Staying on politics and identity - in the #DANISH showcase, Danish-Israeli artist Boaz Barkan brings Our Other Organ, a dissection of antisemitism and its impact on Jewish identity, which culminates in the creation of a “new Zionist body” and its structures of violence and domination. Atop a mortuary table, Barkan digs into a living body to uncover a new organ - the place where racism resides.

Summerhall Arts also welcomes two shows from Ireland. Joy Nesbitt’s Julius Caesar Variety Show scrutinises both the theatre sector and the exploitation of identity in a play that sees a Black actor, a Woman actor, and a Straight White Male actor compete to impress a respected director set on reinventing a Shakespeare play in "unorthodox" ways. And Martha Knight’s new play, The King of All Birds, utilises both voice and vocoder to explore our shared history with the sky: the years it remained untouched, the first ventures into it, and our endless climbing up.

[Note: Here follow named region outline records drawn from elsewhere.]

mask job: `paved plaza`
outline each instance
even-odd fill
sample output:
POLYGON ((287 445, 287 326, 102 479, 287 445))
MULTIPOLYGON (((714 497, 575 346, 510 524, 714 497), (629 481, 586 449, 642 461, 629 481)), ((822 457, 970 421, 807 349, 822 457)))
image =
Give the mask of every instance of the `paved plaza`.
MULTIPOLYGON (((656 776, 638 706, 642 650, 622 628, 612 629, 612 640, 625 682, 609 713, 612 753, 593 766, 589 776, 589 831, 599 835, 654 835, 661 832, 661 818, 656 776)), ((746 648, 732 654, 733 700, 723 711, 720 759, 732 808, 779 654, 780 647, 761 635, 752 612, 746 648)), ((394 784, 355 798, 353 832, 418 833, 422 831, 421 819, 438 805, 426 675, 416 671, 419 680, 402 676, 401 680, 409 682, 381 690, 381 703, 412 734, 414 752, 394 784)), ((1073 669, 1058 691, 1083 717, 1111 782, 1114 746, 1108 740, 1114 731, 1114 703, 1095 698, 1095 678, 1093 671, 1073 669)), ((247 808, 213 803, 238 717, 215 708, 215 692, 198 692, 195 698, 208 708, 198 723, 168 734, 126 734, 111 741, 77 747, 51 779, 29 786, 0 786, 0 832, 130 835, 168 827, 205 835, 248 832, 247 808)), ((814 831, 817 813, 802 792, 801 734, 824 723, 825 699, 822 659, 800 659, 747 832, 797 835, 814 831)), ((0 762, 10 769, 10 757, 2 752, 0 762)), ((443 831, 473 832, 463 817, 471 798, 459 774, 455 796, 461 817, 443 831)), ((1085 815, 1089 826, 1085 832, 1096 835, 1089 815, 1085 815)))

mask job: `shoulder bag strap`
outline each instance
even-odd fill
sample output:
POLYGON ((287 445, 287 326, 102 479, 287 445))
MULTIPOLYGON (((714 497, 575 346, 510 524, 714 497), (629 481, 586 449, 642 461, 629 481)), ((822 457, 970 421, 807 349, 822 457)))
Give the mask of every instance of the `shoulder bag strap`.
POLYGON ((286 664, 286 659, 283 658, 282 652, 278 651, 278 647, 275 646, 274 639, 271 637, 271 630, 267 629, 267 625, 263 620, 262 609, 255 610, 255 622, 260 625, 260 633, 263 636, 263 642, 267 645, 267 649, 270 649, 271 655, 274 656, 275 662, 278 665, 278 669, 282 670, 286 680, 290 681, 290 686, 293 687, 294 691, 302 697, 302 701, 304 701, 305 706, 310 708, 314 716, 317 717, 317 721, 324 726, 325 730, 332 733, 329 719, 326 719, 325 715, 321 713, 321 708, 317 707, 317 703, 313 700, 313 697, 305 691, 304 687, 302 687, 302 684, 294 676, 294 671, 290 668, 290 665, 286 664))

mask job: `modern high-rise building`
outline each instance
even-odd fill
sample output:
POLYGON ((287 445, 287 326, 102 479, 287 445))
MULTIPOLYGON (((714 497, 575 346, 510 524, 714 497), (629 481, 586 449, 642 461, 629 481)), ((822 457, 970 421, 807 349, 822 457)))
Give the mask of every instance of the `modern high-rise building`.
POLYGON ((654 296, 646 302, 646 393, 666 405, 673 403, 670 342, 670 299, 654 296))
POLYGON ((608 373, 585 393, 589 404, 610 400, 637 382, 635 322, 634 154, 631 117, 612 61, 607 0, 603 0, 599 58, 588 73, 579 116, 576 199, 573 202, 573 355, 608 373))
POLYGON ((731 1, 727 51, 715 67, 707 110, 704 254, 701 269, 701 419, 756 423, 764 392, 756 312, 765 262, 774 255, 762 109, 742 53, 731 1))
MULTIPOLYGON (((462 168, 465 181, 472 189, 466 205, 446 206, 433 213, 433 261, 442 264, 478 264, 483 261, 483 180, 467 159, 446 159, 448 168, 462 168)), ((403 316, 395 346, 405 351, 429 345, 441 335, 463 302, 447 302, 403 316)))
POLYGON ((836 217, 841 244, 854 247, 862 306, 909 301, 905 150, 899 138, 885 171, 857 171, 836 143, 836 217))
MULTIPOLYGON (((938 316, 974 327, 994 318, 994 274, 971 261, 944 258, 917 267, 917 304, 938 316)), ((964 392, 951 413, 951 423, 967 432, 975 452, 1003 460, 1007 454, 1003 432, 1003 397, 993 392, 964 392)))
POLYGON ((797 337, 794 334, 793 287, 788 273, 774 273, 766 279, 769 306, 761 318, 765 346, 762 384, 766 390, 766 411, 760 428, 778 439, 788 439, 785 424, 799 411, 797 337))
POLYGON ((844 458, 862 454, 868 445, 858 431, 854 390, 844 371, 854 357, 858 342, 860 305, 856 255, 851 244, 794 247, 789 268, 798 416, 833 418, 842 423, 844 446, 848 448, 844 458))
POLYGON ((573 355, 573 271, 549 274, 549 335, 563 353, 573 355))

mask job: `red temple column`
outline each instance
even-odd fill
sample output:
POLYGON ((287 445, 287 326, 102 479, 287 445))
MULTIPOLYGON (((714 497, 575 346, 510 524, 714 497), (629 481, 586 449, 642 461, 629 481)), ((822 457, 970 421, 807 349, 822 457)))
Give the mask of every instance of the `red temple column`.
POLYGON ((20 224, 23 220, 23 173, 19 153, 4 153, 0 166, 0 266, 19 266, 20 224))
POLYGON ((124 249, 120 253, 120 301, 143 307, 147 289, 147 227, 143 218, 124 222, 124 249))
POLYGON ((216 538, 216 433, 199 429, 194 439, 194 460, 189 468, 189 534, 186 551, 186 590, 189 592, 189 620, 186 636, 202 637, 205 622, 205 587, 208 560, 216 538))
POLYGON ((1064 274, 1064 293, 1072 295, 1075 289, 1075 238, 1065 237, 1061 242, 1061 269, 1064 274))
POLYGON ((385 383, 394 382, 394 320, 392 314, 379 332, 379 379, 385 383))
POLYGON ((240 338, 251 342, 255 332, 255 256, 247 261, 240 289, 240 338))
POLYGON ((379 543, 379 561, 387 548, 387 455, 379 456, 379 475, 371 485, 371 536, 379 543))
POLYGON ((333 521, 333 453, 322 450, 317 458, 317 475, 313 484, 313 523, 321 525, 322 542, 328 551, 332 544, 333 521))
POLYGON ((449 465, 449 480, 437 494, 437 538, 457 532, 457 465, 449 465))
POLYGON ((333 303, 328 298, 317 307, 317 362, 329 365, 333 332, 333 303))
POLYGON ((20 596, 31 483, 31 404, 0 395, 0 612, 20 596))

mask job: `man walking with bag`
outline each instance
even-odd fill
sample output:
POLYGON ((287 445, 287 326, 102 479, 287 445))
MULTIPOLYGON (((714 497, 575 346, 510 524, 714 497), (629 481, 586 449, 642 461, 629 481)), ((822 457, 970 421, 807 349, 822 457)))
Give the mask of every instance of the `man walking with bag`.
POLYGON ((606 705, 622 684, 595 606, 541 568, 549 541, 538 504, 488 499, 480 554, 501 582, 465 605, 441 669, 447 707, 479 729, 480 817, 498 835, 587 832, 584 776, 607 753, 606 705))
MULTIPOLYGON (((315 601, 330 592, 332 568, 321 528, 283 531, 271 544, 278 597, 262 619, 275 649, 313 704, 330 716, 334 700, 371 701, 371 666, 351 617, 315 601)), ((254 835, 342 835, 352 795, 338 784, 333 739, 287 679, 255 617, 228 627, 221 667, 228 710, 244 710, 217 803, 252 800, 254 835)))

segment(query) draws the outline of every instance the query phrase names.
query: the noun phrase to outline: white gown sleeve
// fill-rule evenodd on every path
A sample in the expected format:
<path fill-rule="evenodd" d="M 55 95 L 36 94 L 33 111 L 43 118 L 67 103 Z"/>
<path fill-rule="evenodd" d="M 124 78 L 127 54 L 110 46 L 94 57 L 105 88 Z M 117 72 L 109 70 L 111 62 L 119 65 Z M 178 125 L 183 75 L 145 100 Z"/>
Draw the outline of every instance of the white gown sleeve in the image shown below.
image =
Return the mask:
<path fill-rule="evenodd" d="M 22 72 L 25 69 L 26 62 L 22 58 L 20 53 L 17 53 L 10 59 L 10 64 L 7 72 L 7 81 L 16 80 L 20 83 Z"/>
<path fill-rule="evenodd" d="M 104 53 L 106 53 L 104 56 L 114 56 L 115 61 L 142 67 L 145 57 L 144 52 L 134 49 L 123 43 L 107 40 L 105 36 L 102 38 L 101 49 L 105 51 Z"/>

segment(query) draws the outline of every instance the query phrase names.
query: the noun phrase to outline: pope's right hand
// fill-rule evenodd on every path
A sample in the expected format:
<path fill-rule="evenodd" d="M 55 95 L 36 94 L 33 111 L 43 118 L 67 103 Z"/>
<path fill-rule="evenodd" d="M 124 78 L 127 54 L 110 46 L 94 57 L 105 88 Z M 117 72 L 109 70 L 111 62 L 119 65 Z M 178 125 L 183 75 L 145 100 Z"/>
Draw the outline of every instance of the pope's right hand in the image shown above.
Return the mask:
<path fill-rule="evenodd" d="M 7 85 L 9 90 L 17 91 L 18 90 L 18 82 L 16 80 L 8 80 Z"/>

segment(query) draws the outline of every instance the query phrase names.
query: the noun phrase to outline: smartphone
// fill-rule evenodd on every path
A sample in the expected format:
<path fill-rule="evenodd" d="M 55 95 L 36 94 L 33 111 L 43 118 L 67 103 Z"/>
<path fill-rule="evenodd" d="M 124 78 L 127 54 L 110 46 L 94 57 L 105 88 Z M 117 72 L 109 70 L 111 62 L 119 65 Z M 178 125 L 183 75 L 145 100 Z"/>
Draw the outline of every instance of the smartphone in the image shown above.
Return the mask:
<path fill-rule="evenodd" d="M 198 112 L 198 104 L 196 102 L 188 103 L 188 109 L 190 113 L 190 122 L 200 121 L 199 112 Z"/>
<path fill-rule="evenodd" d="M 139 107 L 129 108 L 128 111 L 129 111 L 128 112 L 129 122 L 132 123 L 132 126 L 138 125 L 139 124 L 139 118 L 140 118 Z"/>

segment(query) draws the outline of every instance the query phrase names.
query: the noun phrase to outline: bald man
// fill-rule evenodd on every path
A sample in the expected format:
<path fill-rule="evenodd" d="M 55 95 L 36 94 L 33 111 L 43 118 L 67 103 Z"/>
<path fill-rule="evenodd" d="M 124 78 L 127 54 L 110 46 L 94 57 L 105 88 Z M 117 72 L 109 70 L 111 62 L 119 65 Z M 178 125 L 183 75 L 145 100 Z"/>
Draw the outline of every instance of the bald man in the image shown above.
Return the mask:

Continuing the animal theme, Hotter Project, in association with Speakerphone Productions and Soho Theatre, will premiere HAM - a kinky eco-hijacking of Hamlet about meat, madness, and the power of shame that twists the classic high-brow tragedy into a sordid wrestle between a vegan and a sausage-lover.

Finally, from Lyn Gardner-recommended double act ‘Britney’ - aka Ellen Robertson (Vladimir, Mickey 17, The Pale Horse) and Charly Clive (Rooster, Pure, The Lazarus Project) - comes Jitters, a brand new two-hander about ownership, tradition, and the all-important ‘L’ word of any relationship: leverage. And contemporary storyteller and theatremaker Nathan Jonathan takes us back to Y-2-K with They’re Just Small Town (Northern) Lads - a funny and heartfelt solo show about growing up mixed-race in a Northern-industrial-town. Expect gelled quiffs and flip-up phones in an exploration of identity, class and belonging at the turn of the millennium.

These 36 new shows are now on sale. They join seven shows that went on sale in February: As Far As We Know (YESYESNONO), GOOD ENOUGH? (HIMHERANDIT), LANDSFRAU هموطن (Mariann Yar), PUTTANA (Beatrice Festi and TeatroE ETS), SAND (Kook Ensemble), Tether (Wonder Fools and Theatre SAN), and Tomatoes Tried to Kill Me but Banjos Saved My Life (Keith Alessi).

The next and final Summerhall Arts festival programme announcement will be on Wednesday 6th May, before the commencement of the Edinburgh Festival Fringe 2026 from 6th - 31st August.